In reality, however, everything was far from so simple. Popular ideas about the Messiah went no further than the image of the Messiah as a great earthly King. Of course, this King was not imagined as an ordinary human being. He could, for example, perform miracles and even raise the dead. But His Kingdom was imagined as a fully earthly kingdom. And the life of this earthly kingdom was also, in general, fully earthly. Of course, it fully corresponded to the Torah. Of course, it had that measure of the nearness of God's presence without which the coming of the Messiah was unthinkable. And, of course, it did not have that triumph of death characteristic of the present age. But people remained the same. They only became righteous and pious. In the best sense of those words, but still in an earthly way.

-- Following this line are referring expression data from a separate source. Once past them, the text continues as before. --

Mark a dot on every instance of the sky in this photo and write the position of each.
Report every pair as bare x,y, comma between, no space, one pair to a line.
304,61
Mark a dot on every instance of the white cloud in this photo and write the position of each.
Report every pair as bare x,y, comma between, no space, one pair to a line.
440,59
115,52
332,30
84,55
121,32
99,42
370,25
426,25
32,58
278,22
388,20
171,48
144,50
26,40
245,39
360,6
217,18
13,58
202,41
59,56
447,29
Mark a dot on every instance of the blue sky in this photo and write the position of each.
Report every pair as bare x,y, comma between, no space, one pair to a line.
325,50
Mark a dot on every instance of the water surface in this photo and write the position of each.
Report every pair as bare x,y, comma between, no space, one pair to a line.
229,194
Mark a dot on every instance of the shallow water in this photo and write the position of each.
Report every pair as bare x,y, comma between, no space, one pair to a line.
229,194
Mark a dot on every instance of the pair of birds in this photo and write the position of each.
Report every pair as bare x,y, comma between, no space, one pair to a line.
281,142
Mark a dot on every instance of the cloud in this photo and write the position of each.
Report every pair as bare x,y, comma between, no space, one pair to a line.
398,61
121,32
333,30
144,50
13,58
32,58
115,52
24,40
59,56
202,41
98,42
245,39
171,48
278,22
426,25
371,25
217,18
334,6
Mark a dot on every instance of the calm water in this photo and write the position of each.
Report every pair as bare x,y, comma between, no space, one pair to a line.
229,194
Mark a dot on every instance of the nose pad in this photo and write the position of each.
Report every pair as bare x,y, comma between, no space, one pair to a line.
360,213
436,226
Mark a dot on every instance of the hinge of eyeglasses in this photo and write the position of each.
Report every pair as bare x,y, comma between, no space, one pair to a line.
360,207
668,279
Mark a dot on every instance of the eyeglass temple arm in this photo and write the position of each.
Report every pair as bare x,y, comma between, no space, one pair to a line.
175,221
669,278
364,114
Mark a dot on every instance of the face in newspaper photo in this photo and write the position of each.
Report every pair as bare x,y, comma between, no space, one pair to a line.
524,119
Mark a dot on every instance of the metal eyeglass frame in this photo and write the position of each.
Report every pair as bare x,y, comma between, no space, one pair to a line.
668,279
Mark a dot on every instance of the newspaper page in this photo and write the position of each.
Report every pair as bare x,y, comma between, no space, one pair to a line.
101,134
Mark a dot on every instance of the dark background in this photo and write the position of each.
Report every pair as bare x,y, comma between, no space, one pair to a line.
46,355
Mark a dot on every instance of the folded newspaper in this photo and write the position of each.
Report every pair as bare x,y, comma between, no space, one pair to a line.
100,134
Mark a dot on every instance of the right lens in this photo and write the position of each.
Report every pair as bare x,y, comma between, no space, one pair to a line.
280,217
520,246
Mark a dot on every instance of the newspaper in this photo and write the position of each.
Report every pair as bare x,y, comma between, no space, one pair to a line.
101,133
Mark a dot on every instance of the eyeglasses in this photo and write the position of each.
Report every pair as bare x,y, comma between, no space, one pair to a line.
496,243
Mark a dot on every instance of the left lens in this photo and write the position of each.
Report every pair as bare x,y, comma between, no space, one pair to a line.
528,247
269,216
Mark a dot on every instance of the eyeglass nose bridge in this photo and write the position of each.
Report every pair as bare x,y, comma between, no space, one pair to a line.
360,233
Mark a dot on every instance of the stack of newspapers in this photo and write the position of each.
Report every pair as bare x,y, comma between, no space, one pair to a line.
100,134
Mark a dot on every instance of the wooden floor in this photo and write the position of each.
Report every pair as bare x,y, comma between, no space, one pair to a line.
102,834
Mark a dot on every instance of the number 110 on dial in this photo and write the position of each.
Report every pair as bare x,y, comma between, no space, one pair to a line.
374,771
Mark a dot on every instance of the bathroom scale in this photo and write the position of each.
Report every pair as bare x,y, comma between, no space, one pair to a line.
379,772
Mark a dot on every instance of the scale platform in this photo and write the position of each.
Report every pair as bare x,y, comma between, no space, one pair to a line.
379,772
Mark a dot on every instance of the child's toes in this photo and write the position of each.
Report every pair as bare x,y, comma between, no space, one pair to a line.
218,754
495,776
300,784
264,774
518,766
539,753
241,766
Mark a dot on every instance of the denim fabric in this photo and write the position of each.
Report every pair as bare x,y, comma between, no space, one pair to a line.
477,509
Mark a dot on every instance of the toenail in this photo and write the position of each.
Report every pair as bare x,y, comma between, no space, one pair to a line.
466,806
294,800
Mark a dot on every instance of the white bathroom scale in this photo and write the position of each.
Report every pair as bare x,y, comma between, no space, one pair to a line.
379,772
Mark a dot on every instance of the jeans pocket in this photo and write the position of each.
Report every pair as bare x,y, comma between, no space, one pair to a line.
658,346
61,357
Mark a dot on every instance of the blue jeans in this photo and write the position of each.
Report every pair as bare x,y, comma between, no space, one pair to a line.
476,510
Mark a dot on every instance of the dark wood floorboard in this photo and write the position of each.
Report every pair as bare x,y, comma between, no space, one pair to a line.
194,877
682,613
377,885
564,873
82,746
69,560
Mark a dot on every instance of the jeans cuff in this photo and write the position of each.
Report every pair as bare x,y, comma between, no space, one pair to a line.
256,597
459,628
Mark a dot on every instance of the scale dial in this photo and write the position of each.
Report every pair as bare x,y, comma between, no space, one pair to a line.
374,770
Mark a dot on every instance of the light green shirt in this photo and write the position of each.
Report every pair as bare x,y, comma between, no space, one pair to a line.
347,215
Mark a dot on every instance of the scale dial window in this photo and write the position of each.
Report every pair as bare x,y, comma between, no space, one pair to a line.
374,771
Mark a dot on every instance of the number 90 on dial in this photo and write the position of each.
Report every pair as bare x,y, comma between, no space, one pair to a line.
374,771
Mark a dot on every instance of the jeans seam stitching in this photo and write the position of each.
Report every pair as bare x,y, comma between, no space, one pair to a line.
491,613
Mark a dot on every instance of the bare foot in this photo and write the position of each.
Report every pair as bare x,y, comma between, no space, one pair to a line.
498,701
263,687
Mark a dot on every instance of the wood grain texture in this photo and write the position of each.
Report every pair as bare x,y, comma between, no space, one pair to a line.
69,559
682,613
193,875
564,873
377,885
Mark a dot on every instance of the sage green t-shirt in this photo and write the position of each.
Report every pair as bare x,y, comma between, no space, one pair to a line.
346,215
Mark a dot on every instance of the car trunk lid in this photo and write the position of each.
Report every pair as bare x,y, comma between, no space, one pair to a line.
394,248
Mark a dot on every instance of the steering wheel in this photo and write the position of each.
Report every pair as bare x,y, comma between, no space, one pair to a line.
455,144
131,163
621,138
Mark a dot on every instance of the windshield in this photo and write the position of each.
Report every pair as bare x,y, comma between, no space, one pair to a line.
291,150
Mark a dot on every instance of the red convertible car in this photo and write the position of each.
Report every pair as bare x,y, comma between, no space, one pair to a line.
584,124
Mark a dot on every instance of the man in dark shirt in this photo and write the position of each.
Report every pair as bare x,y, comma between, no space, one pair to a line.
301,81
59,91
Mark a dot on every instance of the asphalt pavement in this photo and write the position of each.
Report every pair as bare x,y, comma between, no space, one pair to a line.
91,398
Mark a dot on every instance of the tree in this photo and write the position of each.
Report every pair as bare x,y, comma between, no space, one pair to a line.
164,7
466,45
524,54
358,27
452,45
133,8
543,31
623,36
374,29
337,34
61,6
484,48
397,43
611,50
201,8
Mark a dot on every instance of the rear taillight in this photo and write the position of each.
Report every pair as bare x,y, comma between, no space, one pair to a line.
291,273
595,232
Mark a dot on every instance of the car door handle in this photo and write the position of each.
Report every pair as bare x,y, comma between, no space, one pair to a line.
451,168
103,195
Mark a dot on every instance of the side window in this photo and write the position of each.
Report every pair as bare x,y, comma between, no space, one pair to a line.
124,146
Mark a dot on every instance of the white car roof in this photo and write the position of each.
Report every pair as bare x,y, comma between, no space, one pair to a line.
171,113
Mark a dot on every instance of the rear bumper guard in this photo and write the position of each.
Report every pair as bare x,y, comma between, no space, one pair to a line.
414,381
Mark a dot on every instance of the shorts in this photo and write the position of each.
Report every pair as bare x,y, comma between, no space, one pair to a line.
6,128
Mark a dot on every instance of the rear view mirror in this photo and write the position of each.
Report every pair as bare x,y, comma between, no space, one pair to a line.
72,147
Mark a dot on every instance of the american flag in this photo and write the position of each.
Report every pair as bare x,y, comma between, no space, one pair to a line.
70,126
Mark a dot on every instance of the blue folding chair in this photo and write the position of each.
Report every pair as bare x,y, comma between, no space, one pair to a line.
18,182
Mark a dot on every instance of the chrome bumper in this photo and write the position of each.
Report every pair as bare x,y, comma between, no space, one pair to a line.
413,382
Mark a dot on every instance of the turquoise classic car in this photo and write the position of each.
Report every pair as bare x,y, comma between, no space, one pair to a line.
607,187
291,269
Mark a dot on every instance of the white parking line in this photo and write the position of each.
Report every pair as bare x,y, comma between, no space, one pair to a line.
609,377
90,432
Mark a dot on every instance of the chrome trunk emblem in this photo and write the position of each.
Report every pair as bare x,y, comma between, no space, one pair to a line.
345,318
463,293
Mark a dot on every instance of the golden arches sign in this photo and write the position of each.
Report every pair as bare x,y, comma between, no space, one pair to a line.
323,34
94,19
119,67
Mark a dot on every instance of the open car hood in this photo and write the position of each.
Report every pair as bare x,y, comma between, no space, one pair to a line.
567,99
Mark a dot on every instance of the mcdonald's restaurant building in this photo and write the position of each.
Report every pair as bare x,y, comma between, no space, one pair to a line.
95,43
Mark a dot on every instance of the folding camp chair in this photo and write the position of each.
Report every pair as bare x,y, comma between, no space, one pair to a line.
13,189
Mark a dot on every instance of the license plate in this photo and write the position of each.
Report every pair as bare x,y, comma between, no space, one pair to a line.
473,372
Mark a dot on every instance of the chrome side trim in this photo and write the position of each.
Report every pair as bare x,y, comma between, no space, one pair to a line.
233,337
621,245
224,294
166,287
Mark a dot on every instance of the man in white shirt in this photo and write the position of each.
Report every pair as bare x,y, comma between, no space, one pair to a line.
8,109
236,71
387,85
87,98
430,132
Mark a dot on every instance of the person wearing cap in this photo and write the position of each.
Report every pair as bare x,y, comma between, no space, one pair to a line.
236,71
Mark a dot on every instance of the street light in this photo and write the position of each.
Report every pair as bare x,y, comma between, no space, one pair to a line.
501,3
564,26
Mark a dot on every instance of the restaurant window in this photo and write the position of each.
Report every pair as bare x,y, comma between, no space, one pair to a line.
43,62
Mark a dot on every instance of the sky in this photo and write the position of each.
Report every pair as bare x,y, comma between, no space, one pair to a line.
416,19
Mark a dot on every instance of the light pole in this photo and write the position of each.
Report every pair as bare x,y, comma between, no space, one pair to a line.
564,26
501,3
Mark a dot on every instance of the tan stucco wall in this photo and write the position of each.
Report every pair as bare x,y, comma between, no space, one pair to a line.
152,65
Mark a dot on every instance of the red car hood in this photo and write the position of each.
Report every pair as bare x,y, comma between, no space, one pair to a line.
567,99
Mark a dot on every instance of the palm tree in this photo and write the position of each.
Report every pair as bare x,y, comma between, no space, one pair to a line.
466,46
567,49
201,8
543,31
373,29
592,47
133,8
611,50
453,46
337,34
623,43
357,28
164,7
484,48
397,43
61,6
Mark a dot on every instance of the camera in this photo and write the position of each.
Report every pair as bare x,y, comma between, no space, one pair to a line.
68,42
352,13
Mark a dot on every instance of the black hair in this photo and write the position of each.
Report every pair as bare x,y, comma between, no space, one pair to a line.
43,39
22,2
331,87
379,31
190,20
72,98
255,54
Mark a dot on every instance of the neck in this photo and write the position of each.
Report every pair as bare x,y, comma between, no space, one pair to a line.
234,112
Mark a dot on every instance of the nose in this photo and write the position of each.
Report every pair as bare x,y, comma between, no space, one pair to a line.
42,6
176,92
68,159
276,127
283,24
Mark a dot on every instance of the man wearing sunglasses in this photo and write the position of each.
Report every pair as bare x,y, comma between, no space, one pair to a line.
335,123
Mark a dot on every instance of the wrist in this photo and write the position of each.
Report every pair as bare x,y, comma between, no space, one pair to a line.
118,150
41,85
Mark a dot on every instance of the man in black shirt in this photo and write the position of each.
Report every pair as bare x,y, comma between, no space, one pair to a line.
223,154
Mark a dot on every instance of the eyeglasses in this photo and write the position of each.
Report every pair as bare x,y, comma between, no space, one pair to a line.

Jesus' raising of Lazarus fit entirely within these ideas about the Kingdom. No one thought that such a resurrection was only a foretaste. A preparation for the main thing. Lazarus was not raised into that new life which Jesus brought with Him. He was raised because of that new life. But he did not contain it within himself. His nature remained the same. He returned to the life lived by people of the untransformed world.

But the Savior came to give the human person more. To unite him with the fullness of life, not with a small part of it. This is what those who greeted Him in the streets of Jerusalem could not understand. They thought the main thing had already happened, but it was still ahead. Even Jesus' closest disciples did not yet know this. He alone knew.